The second verb translated "filled with pain" (NIV) or "grieved" (ESV) is _'tsb. _This verb and its cognates often refer to _deep emotional pain _experienced by humans. It denotes the aroused feelings of brothers whose sister has just been raped (Gen. 34:7), a loyal friend who has just learned of his father plans to murder his best friend (1 Sam. 20:34), a father who laments the untimely death of a prodigal son (2 Sam. 19:3 [Heb. 2]), and a wife whose husband has just deserted her (Isa. 54:6). Interestingly, the same terms are used to depict the “pain” Adam and Eve must suffer as a result of the curse—a pain including both emotional as well as physical dimensions (3:16, 17). So I agree with Adam that the qualities or states predicated of God in this verse are basically reactive. Something else causes the reaction within the being having the emotions. Such a person is "moved" from without. They are affected by outside influences.​My question is why can't we interpret Moses' depiction of God as a psychological _reaction_ to human sin? God mentally evaluates man's sin (6:5), emotional reacts to that evaluation (6:6), and then portends appropriate action (6:7). 

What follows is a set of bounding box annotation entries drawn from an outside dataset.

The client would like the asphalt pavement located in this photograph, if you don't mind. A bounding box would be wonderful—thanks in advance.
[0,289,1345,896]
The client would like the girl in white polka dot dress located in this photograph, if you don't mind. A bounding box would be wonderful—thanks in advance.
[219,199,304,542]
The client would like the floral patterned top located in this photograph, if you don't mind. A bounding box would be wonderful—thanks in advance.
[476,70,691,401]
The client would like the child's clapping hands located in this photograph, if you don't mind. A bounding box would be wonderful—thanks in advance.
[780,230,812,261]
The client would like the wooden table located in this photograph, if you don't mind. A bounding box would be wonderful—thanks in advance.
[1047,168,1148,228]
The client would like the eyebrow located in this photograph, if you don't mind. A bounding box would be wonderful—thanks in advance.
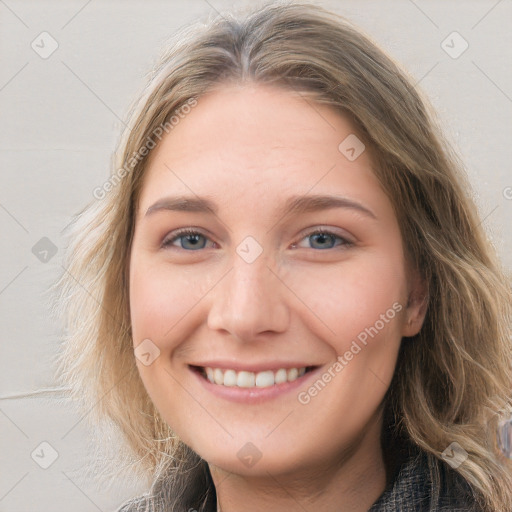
[144,195,377,220]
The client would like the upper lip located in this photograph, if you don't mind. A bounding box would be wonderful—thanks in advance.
[189,361,320,373]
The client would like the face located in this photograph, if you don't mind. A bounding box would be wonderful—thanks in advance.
[129,85,424,475]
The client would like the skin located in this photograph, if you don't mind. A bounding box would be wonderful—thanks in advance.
[129,84,425,512]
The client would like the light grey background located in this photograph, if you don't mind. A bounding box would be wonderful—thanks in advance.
[0,0,512,512]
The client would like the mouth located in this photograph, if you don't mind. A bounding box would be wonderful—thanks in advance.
[190,365,319,389]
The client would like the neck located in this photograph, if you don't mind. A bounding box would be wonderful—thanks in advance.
[210,412,386,512]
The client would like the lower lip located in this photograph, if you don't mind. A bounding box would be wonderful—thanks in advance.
[189,367,321,404]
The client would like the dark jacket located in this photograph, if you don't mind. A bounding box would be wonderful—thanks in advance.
[118,447,480,512]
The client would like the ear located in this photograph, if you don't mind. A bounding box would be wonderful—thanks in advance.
[402,270,429,337]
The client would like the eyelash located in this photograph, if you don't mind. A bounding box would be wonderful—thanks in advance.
[162,228,354,252]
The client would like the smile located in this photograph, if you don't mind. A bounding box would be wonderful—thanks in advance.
[193,366,315,388]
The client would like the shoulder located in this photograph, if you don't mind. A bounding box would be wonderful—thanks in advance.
[369,448,479,512]
[116,495,160,512]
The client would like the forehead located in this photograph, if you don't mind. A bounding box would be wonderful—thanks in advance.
[140,85,390,220]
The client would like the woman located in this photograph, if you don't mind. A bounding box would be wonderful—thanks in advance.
[53,2,512,512]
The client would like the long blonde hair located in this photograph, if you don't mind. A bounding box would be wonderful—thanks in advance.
[56,2,512,511]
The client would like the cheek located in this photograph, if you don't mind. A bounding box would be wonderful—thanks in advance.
[292,254,405,348]
[130,257,213,352]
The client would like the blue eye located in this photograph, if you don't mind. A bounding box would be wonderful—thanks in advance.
[162,228,354,251]
[294,229,354,250]
[162,229,214,251]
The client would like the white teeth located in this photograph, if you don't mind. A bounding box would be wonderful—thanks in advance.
[236,372,255,388]
[256,370,274,388]
[205,367,306,388]
[274,368,288,384]
[224,370,237,386]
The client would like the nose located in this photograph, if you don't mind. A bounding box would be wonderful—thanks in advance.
[208,250,290,341]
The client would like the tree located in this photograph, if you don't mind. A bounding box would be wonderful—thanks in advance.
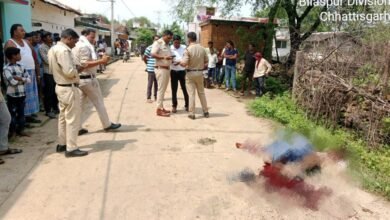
[135,28,154,45]
[126,16,155,28]
[171,0,327,66]
[91,13,110,24]
[163,21,184,39]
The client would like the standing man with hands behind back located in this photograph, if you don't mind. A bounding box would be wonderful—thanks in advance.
[48,29,88,157]
[72,28,121,135]
[152,30,173,117]
[180,32,209,120]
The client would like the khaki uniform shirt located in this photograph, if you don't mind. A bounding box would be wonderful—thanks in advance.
[151,38,172,67]
[0,79,5,102]
[48,41,80,84]
[182,43,209,70]
[39,43,53,74]
[72,42,97,76]
[253,58,272,78]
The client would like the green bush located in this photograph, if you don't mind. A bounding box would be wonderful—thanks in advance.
[265,76,290,94]
[249,92,390,200]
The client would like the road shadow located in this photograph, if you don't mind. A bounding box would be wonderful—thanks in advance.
[80,139,137,153]
[83,125,145,136]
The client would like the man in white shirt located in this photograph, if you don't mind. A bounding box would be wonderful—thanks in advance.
[253,52,272,97]
[171,35,189,113]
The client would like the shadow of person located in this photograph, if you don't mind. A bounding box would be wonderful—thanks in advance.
[84,125,145,135]
[80,139,137,153]
[210,112,229,118]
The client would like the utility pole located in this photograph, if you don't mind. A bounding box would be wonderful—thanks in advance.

I agree with Rich and Ruben who properly distinguish human knowledge from divine knowledge. God does not acquire and process knowledge in the same way humans do. Accordingly, human knowledge is only _analogous_ not _univocal _to divine knowledge. Why can't we view human emotion, which is part of the _imago Dei_, as an analogue of divine emotivity? True, as Ruben points out, without body and without passions tend to go together to some extent. If you were disembodied and had no hormones, endorphins, etc., to make you _feel_ in your hands and stomach the different emotions that come our way your intellectual responses to great tragedy or hideous embarrasment might be quite different.​But the human cognitive process involves a physical brain and many of the same chemicals as does the human emotive faculty. Yet we do not interpret the many attributions of mental capacity to God as "anthroponouisms." 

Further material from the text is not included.